Observation: Multiplied millions of Israelites have entered the Promised Land by crossing the Jordan River, at flood stage, on dry ground. The river passage had dried instantly the moment the priests carrying the Ark of the Covenant advanced into it. Then God instructed Joshua to select a representative of each of the twelve tribes to take up a stone from the dry riverbed “right where the priests stood” so a memorial could be built.

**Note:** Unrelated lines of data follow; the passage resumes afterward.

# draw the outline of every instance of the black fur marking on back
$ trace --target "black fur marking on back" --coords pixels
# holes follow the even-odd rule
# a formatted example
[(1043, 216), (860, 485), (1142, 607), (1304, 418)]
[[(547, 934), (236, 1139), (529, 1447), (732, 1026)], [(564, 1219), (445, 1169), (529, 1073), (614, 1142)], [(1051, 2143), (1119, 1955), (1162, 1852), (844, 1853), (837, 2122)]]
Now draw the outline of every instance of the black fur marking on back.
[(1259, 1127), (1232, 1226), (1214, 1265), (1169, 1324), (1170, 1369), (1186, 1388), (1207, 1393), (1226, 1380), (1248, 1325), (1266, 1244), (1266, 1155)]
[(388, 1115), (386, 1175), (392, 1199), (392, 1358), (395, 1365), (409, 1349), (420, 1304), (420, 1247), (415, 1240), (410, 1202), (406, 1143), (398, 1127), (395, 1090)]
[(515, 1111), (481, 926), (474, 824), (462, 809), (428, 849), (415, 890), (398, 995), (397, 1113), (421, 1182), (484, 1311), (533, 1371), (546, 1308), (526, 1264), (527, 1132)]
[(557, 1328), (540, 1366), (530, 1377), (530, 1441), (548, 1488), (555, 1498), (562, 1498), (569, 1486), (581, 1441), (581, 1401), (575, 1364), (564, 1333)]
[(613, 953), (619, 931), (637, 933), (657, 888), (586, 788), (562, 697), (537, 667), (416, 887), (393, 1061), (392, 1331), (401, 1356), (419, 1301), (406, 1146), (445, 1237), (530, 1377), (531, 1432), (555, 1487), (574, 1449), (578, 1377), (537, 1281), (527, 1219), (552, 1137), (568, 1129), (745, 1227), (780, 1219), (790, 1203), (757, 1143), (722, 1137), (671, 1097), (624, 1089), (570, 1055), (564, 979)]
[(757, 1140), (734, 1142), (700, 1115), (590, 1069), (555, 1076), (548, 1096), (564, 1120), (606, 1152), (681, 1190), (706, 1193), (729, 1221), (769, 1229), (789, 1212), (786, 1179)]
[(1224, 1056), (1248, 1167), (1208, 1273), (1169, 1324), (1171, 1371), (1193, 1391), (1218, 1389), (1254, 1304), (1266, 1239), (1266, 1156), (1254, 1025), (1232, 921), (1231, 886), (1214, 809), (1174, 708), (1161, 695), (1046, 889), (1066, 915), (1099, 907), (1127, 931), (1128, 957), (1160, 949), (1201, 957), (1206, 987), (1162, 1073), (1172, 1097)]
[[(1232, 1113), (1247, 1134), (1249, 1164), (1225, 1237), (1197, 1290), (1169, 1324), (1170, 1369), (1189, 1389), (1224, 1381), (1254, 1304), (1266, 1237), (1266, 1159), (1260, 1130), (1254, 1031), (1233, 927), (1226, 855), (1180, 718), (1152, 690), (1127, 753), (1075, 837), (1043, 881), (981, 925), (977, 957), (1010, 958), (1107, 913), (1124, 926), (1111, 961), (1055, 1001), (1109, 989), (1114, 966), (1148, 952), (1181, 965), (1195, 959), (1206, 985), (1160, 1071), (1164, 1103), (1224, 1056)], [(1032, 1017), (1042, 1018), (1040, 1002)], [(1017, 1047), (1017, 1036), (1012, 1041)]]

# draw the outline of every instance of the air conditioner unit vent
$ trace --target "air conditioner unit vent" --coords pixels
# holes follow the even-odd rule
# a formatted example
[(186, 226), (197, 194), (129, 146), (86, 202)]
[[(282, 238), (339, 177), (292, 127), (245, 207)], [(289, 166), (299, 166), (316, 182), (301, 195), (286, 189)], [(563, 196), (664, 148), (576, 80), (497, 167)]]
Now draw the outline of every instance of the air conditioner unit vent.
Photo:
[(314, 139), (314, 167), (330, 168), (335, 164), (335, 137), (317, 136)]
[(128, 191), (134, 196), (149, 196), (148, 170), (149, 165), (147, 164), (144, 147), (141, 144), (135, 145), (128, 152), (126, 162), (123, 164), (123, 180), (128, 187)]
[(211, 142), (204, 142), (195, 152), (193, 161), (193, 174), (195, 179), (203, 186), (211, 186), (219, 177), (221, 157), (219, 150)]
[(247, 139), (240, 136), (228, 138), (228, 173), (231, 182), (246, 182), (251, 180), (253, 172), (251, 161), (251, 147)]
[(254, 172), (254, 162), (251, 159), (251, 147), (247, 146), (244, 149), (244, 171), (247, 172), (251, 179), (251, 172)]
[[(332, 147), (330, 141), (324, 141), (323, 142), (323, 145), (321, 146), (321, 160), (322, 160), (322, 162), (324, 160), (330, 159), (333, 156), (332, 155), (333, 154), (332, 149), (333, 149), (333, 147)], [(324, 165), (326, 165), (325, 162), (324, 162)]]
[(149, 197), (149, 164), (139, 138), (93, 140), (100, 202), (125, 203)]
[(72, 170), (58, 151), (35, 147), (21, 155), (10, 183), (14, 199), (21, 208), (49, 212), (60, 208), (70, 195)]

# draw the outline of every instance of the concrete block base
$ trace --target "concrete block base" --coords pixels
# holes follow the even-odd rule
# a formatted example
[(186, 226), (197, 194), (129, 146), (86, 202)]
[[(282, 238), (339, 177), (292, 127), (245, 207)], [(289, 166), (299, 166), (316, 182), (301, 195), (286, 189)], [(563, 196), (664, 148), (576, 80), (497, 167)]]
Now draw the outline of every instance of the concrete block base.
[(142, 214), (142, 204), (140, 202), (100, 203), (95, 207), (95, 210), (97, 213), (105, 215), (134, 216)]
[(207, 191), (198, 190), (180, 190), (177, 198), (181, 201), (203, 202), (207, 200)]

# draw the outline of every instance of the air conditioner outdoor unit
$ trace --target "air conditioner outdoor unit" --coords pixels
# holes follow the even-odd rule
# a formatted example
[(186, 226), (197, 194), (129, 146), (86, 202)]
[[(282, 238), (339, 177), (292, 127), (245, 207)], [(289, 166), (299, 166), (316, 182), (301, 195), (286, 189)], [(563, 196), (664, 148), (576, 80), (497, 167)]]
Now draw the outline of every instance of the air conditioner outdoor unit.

Application: God’s purpose in this exercise was clear: “In the future when your descendants ask their fathers, ‘What do these stones mean?’ tell them, ‘Israel crossed the Jordan on dry ground.’” (Verse 23) “He did this so all the peoples of the earth might know that the hand of the Lord is powerful and so that you might always fear the Lord your God.” (Verse 24)

It is possible that within the purposes of such memorial there is another, more subtle purpose as well. Through the Israelite’s focus on God’s deliverance, their remembrance of daily endured pain would dim. Forty years of nomadic wandering, years of drudgery and dirt and death, all these would become but a faint recollection, overwhelmed by the story of God’s plan fulfilled.

Had the Hebrews kept diaries they surely would have been filled with comments on the daily grind, sprinkled with occasional celebrations of the miraculous. Yet what we read in the recounting of Israel’s journey from God’s perspective heavily focuses on the miraculous: water gushing from rock, manna and quail in abundance, waters of the Red Sea and the Jordan parted by God’s command, shoes never worn out. Perhaps I need more stones of remembrance in my own life, markers to memorialize astonishing things that God has done.

The problem with diaries, whether written or remembered, is that they can be counterproductive to a full focus on God’s wonderful deliverance. His markers are not of the pain and loss of the past…those markers are mine. Instead, He would say, “Look my child, at where I have brought you. Now you are Mine; we can go forward together.” The claim that time heals all wounds isn’t necessarily true; I can always look back with remorse on not having been quicker to obey, or more wise, or, or, or…. But as I erect stones of remembrance to focus on deliverance in and through past hard places, I can say, with the hymnist, “…the things of the earth grow strangely dim in the light of His glory and grace.”

Prayer: Lord, You have done marvelous things in my life. Cause me not to look back with remorse, but to focus instead upon Your glory and grace in my life. You, O Lord, are so very good. Thank You.